I've been intrigued with Senator John Edwards for awhile now (see my earlier post about him). But then I am also intrigued by train wrecks, spontaneous combustion and those movies where a piano falls out of a window on to someone's head. Perhaps that is why I got my own copy of Andrew Young's insider book about John Edwards: "The Politician". It's a behind the scenes view of Edwards' rise and fall as a politician, family man and overall human being.
Frankly, if it was just another story of an ambitious political figure caught in the act, I'd probably pass. Plenty of those to go around. But I am drawn to the Edwards' story because, in a way, he is like me. Not politically, but on a more personal level.
Edwards portrayed himself as a "family values" guy, like me. So far (I'm about 1/2 through the book) Andrew Young portrays him that way, too -- of course, we haven't met Reille Hunter yet. But I note that Edwards married Elizabeth the year after I married Robin and, like us, they had four children.
John Edwards is also a sparkling example of a "successful" boomer. He was born two years before me, played football in high school and graduated college with a law degree. Okay, I don't have a law degree and I never played football, but, in my youth, I thought I might want to grow up to be a lawyer. As a politician, Edwards was fond of pointing out that he came from humble roots before he "made it big".
Like Robin and me, Edwards and his wife have also endured family tragedies and difficulties along the way including the death of their son, Wade, in a freak auto accident. Of course, Robin and I survived her accident, but we understand how your life can radically change in only a moment's time.
And, finally, Edwards is a North Carolina man which makes him a product of that classic Southern culture that also shaped the heart of my own mother, a Greensboro-born graduate of Graham High School in the 1930's. Many of my favorite childhood memories go to my summer-long visits to Edwards' home state of North Carolina. After crossing the country by train with my mother, we would spend weeks there visiting her family and revisiting her roots. It was in rural NC that I first encountered fireflies, chiggers, ticks, and fishing from brim in a mill pond. I also learned the glories of Southern foods like fried okra, pound cake, grits, biscuits and gravy, and vegetables straight from the garden.

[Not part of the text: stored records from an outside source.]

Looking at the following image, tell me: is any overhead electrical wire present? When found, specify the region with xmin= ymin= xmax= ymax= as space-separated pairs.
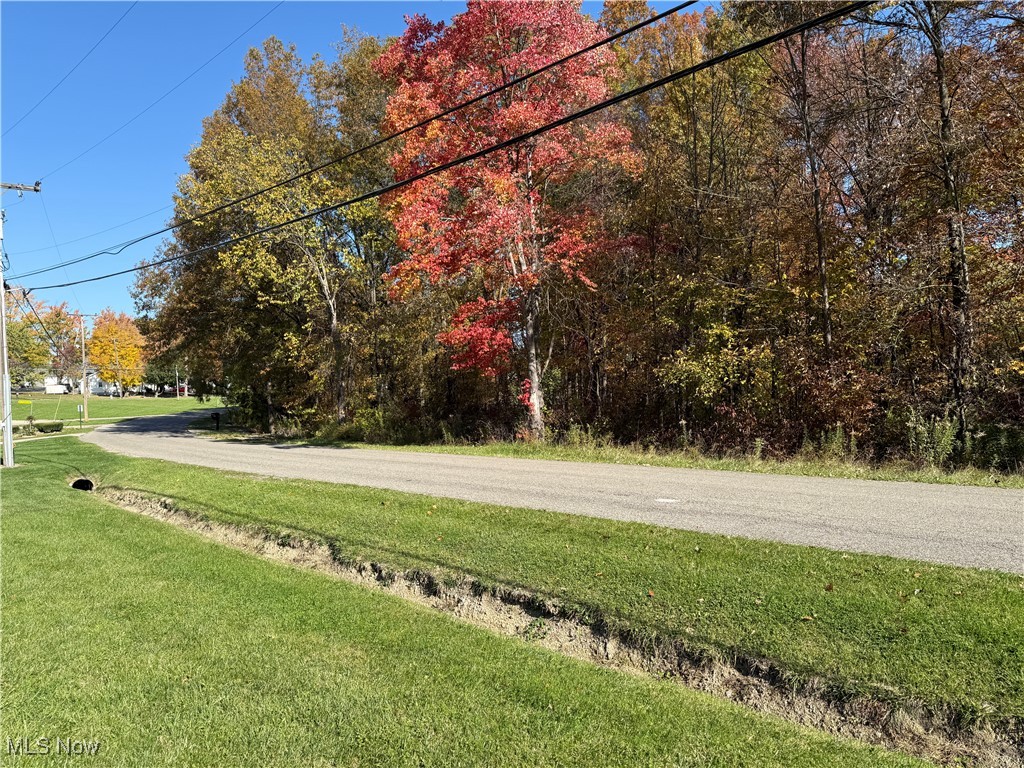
xmin=40 ymin=0 xmax=285 ymax=179
xmin=0 ymin=0 xmax=138 ymax=136
xmin=8 ymin=289 xmax=60 ymax=354
xmin=39 ymin=190 xmax=83 ymax=312
xmin=11 ymin=0 xmax=697 ymax=280
xmin=7 ymin=203 xmax=174 ymax=257
xmin=24 ymin=0 xmax=876 ymax=291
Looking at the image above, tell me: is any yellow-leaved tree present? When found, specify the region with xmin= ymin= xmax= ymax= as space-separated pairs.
xmin=89 ymin=309 xmax=145 ymax=396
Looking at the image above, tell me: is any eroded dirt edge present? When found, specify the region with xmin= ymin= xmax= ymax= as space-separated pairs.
xmin=97 ymin=487 xmax=1024 ymax=768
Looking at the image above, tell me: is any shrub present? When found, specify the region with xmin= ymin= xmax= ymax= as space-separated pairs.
xmin=906 ymin=410 xmax=956 ymax=467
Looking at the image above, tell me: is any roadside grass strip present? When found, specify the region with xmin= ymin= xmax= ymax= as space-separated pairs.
xmin=0 ymin=440 xmax=924 ymax=768
xmin=11 ymin=392 xmax=221 ymax=423
xmin=325 ymin=440 xmax=1024 ymax=488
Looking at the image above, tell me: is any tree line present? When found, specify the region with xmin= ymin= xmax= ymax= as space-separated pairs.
xmin=6 ymin=301 xmax=150 ymax=395
xmin=134 ymin=0 xmax=1024 ymax=469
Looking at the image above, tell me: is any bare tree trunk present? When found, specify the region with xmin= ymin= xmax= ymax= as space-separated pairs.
xmin=523 ymin=289 xmax=545 ymax=440
xmin=331 ymin=310 xmax=348 ymax=424
xmin=790 ymin=33 xmax=833 ymax=362
xmin=915 ymin=0 xmax=974 ymax=445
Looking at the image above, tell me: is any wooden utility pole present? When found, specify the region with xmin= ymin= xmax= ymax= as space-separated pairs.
xmin=0 ymin=181 xmax=39 ymax=467
xmin=81 ymin=314 xmax=89 ymax=421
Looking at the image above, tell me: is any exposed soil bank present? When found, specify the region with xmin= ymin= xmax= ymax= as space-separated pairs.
xmin=97 ymin=486 xmax=1024 ymax=768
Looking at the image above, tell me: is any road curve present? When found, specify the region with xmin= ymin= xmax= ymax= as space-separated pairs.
xmin=81 ymin=414 xmax=1024 ymax=573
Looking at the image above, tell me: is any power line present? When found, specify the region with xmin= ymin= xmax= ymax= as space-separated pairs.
xmin=7 ymin=203 xmax=174 ymax=257
xmin=39 ymin=189 xmax=83 ymax=312
xmin=42 ymin=0 xmax=285 ymax=178
xmin=8 ymin=288 xmax=60 ymax=354
xmin=0 ymin=0 xmax=138 ymax=136
xmin=11 ymin=0 xmax=697 ymax=280
xmin=25 ymin=0 xmax=874 ymax=291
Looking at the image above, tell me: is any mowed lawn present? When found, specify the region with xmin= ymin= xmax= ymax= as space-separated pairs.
xmin=0 ymin=440 xmax=920 ymax=768
xmin=11 ymin=392 xmax=221 ymax=421
xmin=8 ymin=440 xmax=1024 ymax=723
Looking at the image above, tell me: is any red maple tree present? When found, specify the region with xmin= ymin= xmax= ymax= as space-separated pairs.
xmin=377 ymin=0 xmax=639 ymax=439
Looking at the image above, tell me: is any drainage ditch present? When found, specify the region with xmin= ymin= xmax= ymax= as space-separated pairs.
xmin=99 ymin=488 xmax=1024 ymax=768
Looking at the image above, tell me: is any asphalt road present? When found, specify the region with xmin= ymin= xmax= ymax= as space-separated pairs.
xmin=81 ymin=414 xmax=1024 ymax=573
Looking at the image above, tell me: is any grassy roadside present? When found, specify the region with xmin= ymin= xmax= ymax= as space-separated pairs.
xmin=0 ymin=440 xmax=923 ymax=768
xmin=193 ymin=418 xmax=1024 ymax=489
xmin=29 ymin=441 xmax=1024 ymax=733
xmin=331 ymin=441 xmax=1024 ymax=488
xmin=11 ymin=392 xmax=221 ymax=423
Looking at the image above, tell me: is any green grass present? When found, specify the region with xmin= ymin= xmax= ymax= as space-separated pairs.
xmin=316 ymin=441 xmax=1024 ymax=488
xmin=0 ymin=440 xmax=920 ymax=768
xmin=11 ymin=392 xmax=221 ymax=422
xmin=20 ymin=440 xmax=1024 ymax=733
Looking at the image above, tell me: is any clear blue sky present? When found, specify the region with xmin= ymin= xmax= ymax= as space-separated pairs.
xmin=0 ymin=0 xmax=667 ymax=313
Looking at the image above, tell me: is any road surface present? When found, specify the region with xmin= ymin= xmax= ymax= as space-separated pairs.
xmin=81 ymin=414 xmax=1024 ymax=573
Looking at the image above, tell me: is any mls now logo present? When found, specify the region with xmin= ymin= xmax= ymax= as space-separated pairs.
xmin=7 ymin=736 xmax=99 ymax=756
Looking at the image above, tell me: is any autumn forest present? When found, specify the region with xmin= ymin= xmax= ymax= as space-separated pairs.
xmin=83 ymin=0 xmax=1024 ymax=470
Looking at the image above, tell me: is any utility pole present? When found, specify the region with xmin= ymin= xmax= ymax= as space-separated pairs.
xmin=81 ymin=314 xmax=89 ymax=421
xmin=0 ymin=181 xmax=39 ymax=467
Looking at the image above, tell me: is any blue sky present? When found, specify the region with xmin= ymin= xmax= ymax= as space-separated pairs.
xmin=0 ymin=0 xmax=667 ymax=313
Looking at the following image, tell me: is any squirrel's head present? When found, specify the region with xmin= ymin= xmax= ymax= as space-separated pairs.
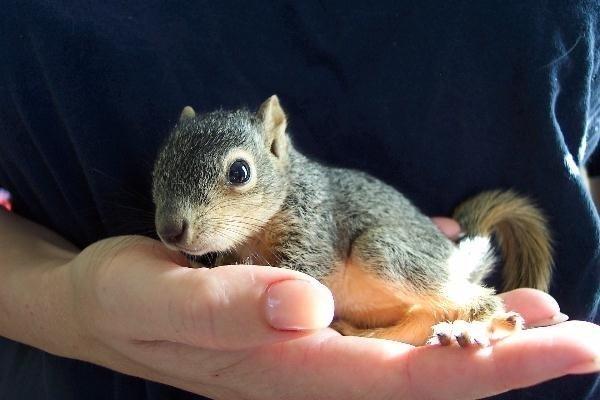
xmin=152 ymin=96 xmax=291 ymax=256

But the most intriguing thing to me about John Edwards is that he and I both confess a born-again faith in Christ. His faith was formed in the kind of Southern Baptist environment that formed the witness of another famous Southern political figure: Jimmy Carter. Like Jimmy, Edwards made no secret of his faith while in the public eye. This is one more reason why his story grabs me and compels me. I want to do my own postmortem on the public image of this ambitious political rising star so as to better understand his current descent into chaos and shame and to see if there are any signs of hope for someone who has so thoroughly lost his way.
I should probably confess here that I have never truly admired John Edwards nor did I feel that he was sincere about all that "two America's" stuff (a line, the book says, that came from the mind of David Axelrod). Nevertheless, I can't wait to get to the part about Reille Hunter because it seems to me that she entered his life like a guided missile.
The bottom line: I want to learn about John Edwards because he is human, vulnerable, and full of contradictions and, well, so am I. As I make more progress, I'll share any insights worth noting.